AWS Lambda pretty much single-handedly kick-started the serverless movement we find ourselves in. A compute service with automated scaling and complete elimination of machine or container maintenance. However, some of the characteristics of the service made it a little less than desirable for certain workloads.
If you were trying to use Lambda in a use case that was very latency sensitive, cold starts were probably your greatest concern. Cold starts have also been the biggest issue pointed out by detractors of service as to why you need to be cautious about adopting Lambda as your primary compute platform. However, thankfully, AWS has heard the concerns and has provided the means for us to solve the problem.
If you have just deployed a Serverless service, or none of your functions have been invoked in some time, your functions will be cold. This means that if a new event trigger did occur to invoke a Lambda function, a brand new micro VM would need to be instantiated, the runtime loaded in, your code and all of its dependencies imported and finally your code executed; a process that could take 50 - 200 ms (or longer depending on the runtime you choose) before any execution actually started. However, after execution, this micro VM that took some time to spin up is kept available for afterwards for anywhere up to an hour and if a new event trigger comes in, then execution could begin immediately.
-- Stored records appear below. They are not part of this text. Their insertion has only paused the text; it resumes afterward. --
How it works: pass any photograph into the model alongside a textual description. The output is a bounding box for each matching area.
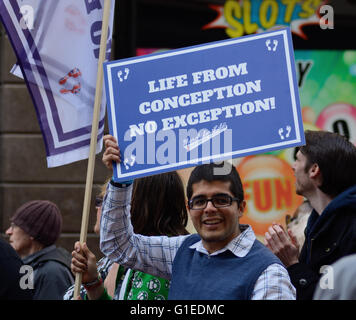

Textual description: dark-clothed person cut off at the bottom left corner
[0,238,33,300]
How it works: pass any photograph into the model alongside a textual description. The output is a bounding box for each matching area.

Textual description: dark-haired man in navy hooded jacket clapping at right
[265,131,356,300]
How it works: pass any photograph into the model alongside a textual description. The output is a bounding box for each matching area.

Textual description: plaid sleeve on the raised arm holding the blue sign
[100,183,189,279]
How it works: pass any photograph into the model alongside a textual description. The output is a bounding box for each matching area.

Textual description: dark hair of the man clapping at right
[299,130,356,197]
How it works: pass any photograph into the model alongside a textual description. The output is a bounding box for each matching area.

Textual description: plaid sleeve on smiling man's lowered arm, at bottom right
[251,263,296,300]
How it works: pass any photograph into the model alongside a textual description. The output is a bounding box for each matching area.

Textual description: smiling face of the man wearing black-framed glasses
[188,180,245,253]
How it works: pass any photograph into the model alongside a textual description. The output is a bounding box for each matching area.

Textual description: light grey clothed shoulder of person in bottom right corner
[313,254,356,300]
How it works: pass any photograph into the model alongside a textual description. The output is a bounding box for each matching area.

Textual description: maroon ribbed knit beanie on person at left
[11,200,62,247]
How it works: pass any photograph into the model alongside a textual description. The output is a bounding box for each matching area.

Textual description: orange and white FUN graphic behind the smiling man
[237,154,303,239]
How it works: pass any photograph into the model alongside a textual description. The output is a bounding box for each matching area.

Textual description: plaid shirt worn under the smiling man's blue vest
[100,184,296,300]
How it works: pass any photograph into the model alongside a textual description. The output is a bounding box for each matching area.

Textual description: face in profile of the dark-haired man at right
[292,151,313,196]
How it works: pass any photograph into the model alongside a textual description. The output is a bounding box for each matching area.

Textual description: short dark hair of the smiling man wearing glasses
[187,162,244,203]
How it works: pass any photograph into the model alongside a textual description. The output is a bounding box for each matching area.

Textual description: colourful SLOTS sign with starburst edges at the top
[203,0,328,39]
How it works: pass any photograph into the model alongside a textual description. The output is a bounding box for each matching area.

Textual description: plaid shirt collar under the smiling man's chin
[189,224,256,258]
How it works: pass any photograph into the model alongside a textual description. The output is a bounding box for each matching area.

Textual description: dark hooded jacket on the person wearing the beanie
[23,245,74,300]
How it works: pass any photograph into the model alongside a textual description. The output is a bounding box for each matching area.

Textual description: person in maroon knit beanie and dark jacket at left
[6,200,74,300]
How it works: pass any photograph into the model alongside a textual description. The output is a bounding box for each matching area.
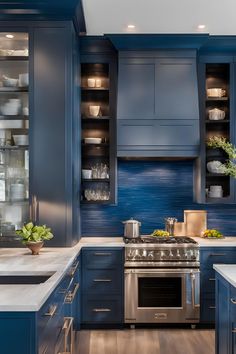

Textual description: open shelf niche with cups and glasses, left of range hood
[81,63,115,204]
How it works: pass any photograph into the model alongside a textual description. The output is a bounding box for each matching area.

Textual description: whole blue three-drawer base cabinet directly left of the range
[81,247,124,327]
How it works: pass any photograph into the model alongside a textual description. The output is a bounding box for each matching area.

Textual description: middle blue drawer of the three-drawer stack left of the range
[83,269,123,294]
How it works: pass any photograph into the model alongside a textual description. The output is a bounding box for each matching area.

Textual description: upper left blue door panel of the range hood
[117,59,155,119]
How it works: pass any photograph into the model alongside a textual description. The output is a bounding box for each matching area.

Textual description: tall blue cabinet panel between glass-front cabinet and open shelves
[0,21,80,247]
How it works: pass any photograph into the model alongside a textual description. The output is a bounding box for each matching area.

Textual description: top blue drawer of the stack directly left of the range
[82,248,124,271]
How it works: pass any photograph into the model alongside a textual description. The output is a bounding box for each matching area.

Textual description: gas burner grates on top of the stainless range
[124,236,197,244]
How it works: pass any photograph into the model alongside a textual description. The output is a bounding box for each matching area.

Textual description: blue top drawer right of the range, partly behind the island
[200,248,236,269]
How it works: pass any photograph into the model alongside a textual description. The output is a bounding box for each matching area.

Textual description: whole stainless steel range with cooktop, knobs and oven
[125,236,200,324]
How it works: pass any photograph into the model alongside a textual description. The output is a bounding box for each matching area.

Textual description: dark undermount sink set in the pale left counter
[0,272,55,285]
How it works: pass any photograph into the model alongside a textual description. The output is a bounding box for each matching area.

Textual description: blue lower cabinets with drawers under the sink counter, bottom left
[0,253,80,354]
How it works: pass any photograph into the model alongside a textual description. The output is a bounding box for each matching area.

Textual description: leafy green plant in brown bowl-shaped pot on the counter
[16,222,53,255]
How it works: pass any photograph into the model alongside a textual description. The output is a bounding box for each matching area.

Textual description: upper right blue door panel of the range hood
[155,58,199,119]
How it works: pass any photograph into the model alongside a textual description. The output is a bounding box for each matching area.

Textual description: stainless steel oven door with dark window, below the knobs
[125,268,200,323]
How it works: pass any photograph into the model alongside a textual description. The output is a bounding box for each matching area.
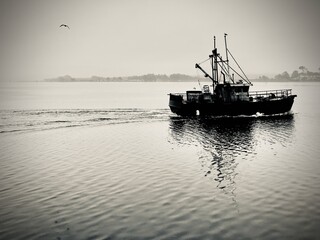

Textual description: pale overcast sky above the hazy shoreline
[0,0,320,81]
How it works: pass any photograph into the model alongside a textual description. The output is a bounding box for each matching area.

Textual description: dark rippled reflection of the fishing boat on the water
[170,114,294,192]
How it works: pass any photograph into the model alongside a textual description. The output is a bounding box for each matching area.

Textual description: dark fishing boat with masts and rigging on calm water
[169,34,297,116]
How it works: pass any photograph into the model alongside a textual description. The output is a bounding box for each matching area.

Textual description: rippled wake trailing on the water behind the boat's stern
[0,109,169,134]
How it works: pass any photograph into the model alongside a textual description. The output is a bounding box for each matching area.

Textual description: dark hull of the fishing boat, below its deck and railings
[169,94,296,116]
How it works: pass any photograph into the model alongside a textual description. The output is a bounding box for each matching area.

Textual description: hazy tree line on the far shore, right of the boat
[256,66,320,82]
Before now, if you were trying to use techniques to create warm Lambda instances, this was a tricky exercise. It was a little difficult to exactly control how many warm instances you wanted simultaneously and you then had to execute the Lambda you wanted with some kind of branching logic that determined whether this was a warm up execution or an actual execution. It was rather ugly. But it helped folks step past the cold start issues to some degree.
However, AWS has now launched Provisioned Concurrency as a feature. It does pretty much the same thing as those Serverless Framework plugins that try to keep a certain number of warm functions running by allowing you configure warm instances right from the get go. In addition, there are no code changes needed. All we need to do is set a value as to how many provisioned instances we want for a specific function, and the AWS Lambda service itself will ensure to always have that quantity of warmed instances waiting for work!
Combine this with the auto scaling features of Lambda and we now have the means to respond rapidly to traffic as well as automatically accommodate more traffic as it comes in.
AWS Console
This setting can be made very simply in the AWS Console. Go to the function in the Lambda service, scroll all the way to the bottom and set it at what you want the minimum provisioned concurrency to always be. Easy as that.
Serverless Framework
Of course, we don’t really want to dip into the console if our service is built with the Serverless Framework, so instead, we can change one setting on our functions definition to add provisioned concurrency to that function.
functions:
hello:
handler: handler.hello
events:
- http:
path: /hello
method: get
provisionedConcurrency: 5
In the example above, the hello
Lambda function will always have 5 warm instances ready to go to handle incoming HTTP requests from API Gateway.
AWS API
However, it doesn’t end there. You can even go so far as to write a simple Lambda that you run on an hourly basis with a pre-determined schedule in mind. If you are like a lot of organsiations, you will have busy spikes you know about well in advance. In these situations, you may not want provisionedConcurrency
all the time, but you may want it during those known spikes.
Provisioned Concurrency can be set via the AWS SDK:
'use strict';
const AWS = require('aws-sdk')
module.exports.setProvisionedConcurrency = async event => {
const params = {
FunctionName: 'MyFunctionName',
ProvisionedConcurrentExecutions: '5',
Qualifier: 'aliasname'
};
const lambda = new AWS
lambda.putProvisionedConcurrencyConfig(params, function(err, data) {
if (err) console.log(err, err.stack); // an error occurred
else console.log(data); // successful response
});
};
Now you have the means to schedule the provisioned concurrency whenever you choose and so optimise the cost efficiency of it.
Conclusion
This single feature released by AWS gives those needing greater control over ensuring lower latencies exactly the tool they needed while keeping Lambda Serverless. You are not provisioning hardware or networks, runtimes and operating systems, but tweaking the settings that directly affect the end result in a measurable and predictable way. And this single feature opens Serverless up even further to more use cases and makes it far more competitive in the world of application development.